Repository for bond dependency paper
- pandas
- csv
- Numpy
- requests
All the packages are part of standard Python library and can be installed with either Conda, PIP, etc.
If this repository is used, please cite us.
- Citation to the preprint in: https://doi.org/10.26434/chemrxiv-2022-9prf3
The data is publicly available now. Link: https://doi.org/10.26434/chemrxiv-2022-9prf3
The repository contains python scripts for the calculations described in the paper: https://doi.org/10.26434/chemrxiv-2022-9prf3
-
get_data.py: This script will download data from the DTU Data website. The public link to the website will be available upon acceptance of the paper.
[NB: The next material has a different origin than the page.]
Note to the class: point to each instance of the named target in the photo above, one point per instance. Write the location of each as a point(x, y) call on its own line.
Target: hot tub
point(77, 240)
This file will download either all the files from the database (if -all/--all option is given) Or it will only download the xyzfiles and the log files of the energy calculations
-
makeMolDB.py: This file makes a csv file containing the atomization energy values from the molecule and atoms log files.
-
make_reaction_ids.py: This script will create a csv file with only two columns: 'reactantindex','pdtindex'. The indices are the index of the molecules in the csv file made by the make_molecule_bond_en_csv.py script.
-
process_reaction_conversion_jobs.sh: This is a bash script to create the final csv file containing all the information related to the reactions. It takes the csv file containing molecular data (created by the script makeMolDB.py), the indices of the reactants and products in form of a csv file (created by using the script make_reaction_ids.py), The G4MP2 energies of the molecules as csv file (with index and energy), the path of the python script make_reactions_parallel.py, number of Nodes to be used, and number of processors per each nodes. It first split the csv file containing indices of the reactants and products according to the number of Nodes and saves those in a json file with names Node_n.json with n from {1,2,...n} if n number of nodes are used.
-
make_reactions_parallel.py: This file takes csv file containing indices for the reactions, csv file containing all the data of the molecules, csv file containing G4MP2 energy, number of processors, json file containing the indices of the csv file with "reactantindex","pdtindex".
-
submit.sh: An example submit script to run make_reactions_parallel.py in a single node with multiple processors. It is called from the script process_reaction_conversion_jobs.sh. It is written for the slurm scheduler.
-
CITATION.cff: This file is to provide citation data for this repository in bibtex or APA format.
The help message for each of the files (except submit.sh) can be obtained by running the corresponding script with -h.
The steps described in the paper can be followed by running the below scripts in the following sequence:
- get_data.py
- makeMolDB.py
- make_reaction_ids.py
- process_reaction_conversion_jobs.sh, make_reactions_parallel.py, submit.sh
All the scripts in this repository are covered under the MIT license terms (LICENSE.txt).